= Marcus Porcius Latro =

1st century BC Roman rhetorician and a founder of scholastic rhetoric

Marcus Porcius Latro (died 4 BC) was a celebrated Roman rhetorician who is considered one of the founders of scholastic rhetoric.

He was born in Roman Spain, and is mentioned often in the works of his friend and contemporary Seneca the Elder, with whom he studied under Marillius.

In 17 BC, Latro declaimed before Augustus and Agrippa. His school was one of the most frequented at Rome, with the poets Ovid and Abronius Silo among its students. Latro is said to have possessed an astonishing memory, and displayed the greatest energy and vehemence, not only in declamation, but also in his studies and other pursuits. He is described as being invariably occupied in speaking, or preparing to speak, and he was considered by some to be the "manliest" of declaimers. He would study constantly and work himself to the point of exhaustion, after which he would restore himself with a holiday in Tuscany of hunting and farming, during which he never touched a book or pen.
It was a peculiarity of Latro's that he would seldom, if ever, listen to his students declaim. They were there to listen and learn, to the declamations of Latro himself, or to his ironical comments on his rivals. His students therefore received the name of auditores ("listeners"), which word came gradually into use as synonymous with discipuli ("learners").

His declaiming style was against unreality, and he avoided the fantastical displays of ingenuity which tempted most speakers on unreal themes. He always tried to find some broad simple issue which would give sufficient field for eloquence instead of trying to raise as many questions as possible.

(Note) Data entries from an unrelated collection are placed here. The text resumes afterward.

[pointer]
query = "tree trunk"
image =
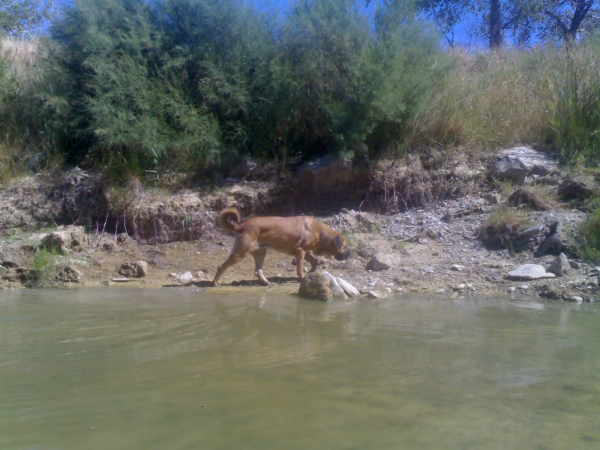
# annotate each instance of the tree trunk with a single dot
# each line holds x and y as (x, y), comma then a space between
(581, 10)
(496, 29)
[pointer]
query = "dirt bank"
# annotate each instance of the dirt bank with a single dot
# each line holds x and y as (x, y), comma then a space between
(433, 247)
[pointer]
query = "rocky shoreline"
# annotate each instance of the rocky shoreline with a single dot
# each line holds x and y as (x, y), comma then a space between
(434, 248)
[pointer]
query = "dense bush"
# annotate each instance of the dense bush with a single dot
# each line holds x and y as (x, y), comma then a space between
(186, 84)
(147, 83)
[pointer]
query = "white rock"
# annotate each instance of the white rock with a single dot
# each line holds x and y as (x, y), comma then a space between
(530, 272)
(347, 287)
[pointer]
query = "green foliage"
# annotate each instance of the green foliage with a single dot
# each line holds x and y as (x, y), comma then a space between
(43, 267)
(20, 17)
(574, 80)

But great as was the reputation of Latro, he did not escape severe criticism on the part of his contemporaries: his language was censured by Messalla, and the arrangement of his orations by other rhetoricians. Though eminent as a rhetorician, he did not excel as a practical orator; and it is related of him that, when he had on one occasion in Spain to plead in the forum the cause of a relation, he felt so embarrassed by the novelty of speaking in the open air, that he could not proceed until he had induced the judges, through his friend the propraetor of Hither Spain, to remove from the forum into the basilica.

Latro died in 4 BC, as we learn from the Chronicon of Eusebius. Many modern writers suppose that Latro was the author of the Declamations of Sallust against Cicero, and of Cicero against Sallust.